I may be partly to blame for their homey natures, but I prefer to blame society. When I was growing up, I had the run of my neighborhood; while at 10, Tyler isn’t even allowed to walk down the block to his friend. It’s the culture of the day to keep them close, protected. So while I do push them out on the lawn (where I keep watch), and have friends over (where I keep watch), and have them involved in many sport activities (where I drive, Howard coaches and I, you got it, keep watch), they are now creatures of habit and home. It’s just not the same world anymore.
We make it to the bungalows. The boys are like panting pups, ready to race outside to run wild, but Howard grabs the salamander container. “We’re going to release these guys first.”
“Can’t we do it later?” Michael whines.
“We want to go by the paddle courts.” Tyler moans.
Julius stands in between his big brothers, looking supportively whiny.
Howard shakes his head. “Release first, play after.”
We traipse through the woods behind the bungalows. Howard lugs the heavy Tupperware filled with the salamanders who had ‘summered’ in our backyard on Long Island.
After being coaxed, a.k.a. tortured thru whining, into taking them home, Howard and I had every expectation of soon burying them. There seemed no way for these guys to survive so far from their natural habitat. Regardless, Howard and Julius created a salamander wonderland filled with moss, sticks and a big rock. It was very damp with ‘pools’ of water. Howard constructed a special mesh cover for better ventilation. We had no idea what to feed them, so Julius and Howard packed the container with bug filled mud and we hoped for the best.

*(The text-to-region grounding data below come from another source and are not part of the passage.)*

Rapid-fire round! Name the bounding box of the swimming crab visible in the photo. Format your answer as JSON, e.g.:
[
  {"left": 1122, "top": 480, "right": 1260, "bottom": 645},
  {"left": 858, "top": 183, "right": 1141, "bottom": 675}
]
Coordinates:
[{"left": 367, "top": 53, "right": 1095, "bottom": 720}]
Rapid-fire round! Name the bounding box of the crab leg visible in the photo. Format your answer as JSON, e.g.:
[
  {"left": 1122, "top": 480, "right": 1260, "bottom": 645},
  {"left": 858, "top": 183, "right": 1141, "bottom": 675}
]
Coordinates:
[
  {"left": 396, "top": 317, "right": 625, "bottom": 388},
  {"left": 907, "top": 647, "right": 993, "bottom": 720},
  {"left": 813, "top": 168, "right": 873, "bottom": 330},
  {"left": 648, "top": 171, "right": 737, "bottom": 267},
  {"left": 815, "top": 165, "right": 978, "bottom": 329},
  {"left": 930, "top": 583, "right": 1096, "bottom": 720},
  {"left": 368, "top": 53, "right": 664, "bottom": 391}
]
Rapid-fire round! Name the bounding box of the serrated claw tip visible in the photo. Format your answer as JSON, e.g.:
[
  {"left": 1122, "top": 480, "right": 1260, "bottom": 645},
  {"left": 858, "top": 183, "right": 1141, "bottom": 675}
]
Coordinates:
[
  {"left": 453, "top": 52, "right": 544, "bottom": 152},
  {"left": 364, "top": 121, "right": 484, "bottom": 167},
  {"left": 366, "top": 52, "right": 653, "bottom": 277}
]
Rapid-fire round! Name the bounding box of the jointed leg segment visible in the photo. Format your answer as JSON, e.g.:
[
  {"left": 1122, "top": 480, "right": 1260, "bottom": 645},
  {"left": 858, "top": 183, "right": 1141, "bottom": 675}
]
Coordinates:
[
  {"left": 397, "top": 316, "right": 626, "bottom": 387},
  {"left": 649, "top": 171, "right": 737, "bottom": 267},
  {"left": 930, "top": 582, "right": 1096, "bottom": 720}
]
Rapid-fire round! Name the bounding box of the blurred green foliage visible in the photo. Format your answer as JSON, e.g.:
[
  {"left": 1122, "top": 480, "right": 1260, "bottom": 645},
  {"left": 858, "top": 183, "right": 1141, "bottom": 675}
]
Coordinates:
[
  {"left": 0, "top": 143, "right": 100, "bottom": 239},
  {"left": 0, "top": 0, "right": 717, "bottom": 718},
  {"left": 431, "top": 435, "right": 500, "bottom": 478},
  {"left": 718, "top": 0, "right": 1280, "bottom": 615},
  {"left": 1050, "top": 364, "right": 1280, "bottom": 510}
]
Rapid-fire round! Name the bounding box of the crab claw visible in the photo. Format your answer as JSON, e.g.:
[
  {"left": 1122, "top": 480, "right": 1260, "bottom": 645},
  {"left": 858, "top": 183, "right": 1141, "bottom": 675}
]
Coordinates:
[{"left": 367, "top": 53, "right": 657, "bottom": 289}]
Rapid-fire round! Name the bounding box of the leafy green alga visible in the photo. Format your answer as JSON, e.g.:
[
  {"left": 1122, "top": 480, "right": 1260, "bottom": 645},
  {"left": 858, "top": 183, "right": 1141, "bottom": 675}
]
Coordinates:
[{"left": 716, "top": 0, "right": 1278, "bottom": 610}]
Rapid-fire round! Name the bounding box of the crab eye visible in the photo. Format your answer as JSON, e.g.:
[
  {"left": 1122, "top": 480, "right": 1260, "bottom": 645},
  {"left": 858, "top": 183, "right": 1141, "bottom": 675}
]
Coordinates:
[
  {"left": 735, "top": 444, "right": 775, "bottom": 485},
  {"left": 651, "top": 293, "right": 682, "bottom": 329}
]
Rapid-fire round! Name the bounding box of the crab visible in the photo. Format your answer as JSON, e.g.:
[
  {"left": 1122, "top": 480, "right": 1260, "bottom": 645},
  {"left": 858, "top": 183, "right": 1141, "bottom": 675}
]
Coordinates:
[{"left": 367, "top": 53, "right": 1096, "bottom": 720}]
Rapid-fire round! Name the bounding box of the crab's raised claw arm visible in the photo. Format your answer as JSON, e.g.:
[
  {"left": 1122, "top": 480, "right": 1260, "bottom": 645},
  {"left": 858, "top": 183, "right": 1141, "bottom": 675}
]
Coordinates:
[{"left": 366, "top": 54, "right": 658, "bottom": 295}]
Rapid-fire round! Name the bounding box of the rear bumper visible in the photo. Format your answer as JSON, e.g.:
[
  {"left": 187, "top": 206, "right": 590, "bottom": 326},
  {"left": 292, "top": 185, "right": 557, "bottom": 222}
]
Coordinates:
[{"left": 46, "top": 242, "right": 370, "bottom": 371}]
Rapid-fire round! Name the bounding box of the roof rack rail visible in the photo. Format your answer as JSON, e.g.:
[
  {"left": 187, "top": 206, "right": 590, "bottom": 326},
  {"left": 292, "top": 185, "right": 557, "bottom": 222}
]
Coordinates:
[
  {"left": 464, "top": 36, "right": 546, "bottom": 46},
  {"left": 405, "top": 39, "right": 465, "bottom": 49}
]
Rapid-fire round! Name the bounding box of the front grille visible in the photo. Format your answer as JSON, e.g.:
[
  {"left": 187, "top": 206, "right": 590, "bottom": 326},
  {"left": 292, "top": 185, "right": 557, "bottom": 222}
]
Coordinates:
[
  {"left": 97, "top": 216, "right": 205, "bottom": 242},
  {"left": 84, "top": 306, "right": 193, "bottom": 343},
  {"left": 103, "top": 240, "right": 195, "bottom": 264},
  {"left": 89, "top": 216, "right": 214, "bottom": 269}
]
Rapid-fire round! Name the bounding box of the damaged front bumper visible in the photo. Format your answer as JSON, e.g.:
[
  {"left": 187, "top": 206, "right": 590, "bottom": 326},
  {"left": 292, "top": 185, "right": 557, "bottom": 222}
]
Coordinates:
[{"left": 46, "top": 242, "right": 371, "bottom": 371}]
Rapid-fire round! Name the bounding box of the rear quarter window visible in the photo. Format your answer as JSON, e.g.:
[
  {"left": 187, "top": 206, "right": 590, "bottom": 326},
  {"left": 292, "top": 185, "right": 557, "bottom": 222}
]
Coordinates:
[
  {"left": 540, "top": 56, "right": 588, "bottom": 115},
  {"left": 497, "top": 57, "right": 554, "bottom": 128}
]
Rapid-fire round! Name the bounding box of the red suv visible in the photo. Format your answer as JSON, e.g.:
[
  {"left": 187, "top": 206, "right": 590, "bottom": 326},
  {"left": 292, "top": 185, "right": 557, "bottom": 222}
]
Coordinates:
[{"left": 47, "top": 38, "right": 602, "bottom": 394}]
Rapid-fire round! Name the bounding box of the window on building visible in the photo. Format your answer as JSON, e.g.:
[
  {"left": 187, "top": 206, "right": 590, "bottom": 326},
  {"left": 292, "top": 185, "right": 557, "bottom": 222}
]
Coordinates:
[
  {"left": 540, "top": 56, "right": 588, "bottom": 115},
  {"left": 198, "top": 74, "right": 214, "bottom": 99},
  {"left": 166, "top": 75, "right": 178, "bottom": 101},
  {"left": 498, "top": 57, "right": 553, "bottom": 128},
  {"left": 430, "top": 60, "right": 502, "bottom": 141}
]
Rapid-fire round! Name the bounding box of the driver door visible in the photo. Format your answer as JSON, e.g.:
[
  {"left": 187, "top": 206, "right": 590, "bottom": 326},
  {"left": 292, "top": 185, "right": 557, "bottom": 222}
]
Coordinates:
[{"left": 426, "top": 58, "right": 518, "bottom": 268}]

As it turned out, it was even better. The salamanders fed on some kind of larva that seemed to mysteriously grow in the water. They lounged on the rock. On many occasions, I saw them tucked neatly into a moss cave, one on top of the other, two little orange heads, almost unnoticeable. We did nothing but look at them every few days, and then not even that.
Looking now at these luxury accommodations, our Tupperware penthouse seemed damp and homey; the perfect place for two little, orange creatures to happily lounge the day away, while the woods seemed vast and dangerous. I had a moment of regret. Maybe we just should have left them in our yard.
Didn’t matter now; we were here and it was time to set them free. We placed the Tupperware near a tree and added a thick branch so they could walk out on their own. We watched for a while, but the salamanders made no attempt toward escape. Howard placed them higher on the branch to show them their surroundings. The salamanders turned and crawled back into the Tupperware. After repeated attempts to ‘guide’ the salamanders to their freedom, we ultimately had to physically place them into the woods.
We left them there, looking so small and lost. I felt guilty, which was ridiculous. This was where they belonged. Right?
Our boys quickly forgot about them and ran from the woods back toward the bungalows. “Release the hounds,” I mocked as they galloped past, tongues lagging. They were so happy here, despite the morning difficulties getting them out. The bungalows had always been a cocoon of sorts, filled with family, friends of family, grass and freedom. Here, kids can be kids, like the old days.
“We’re going to find grandpa.” Tyler announced, using his upstate independent voice.
“I think he’s down by Sandy’s bungalow playing cards.”
“We’re going to find him.” He reiterated confidently.
“Okay, watch your brothers.”
They headed away from us, each walking with a little swagger, down toward some bungalows about 100 feet away, but out of my vision. Howard and I smiled at one another and I almost welled with tears. Letting them go was scary, but they were good. Howard would follow them shortly, just to make sure.
I still wonder about the salamanders.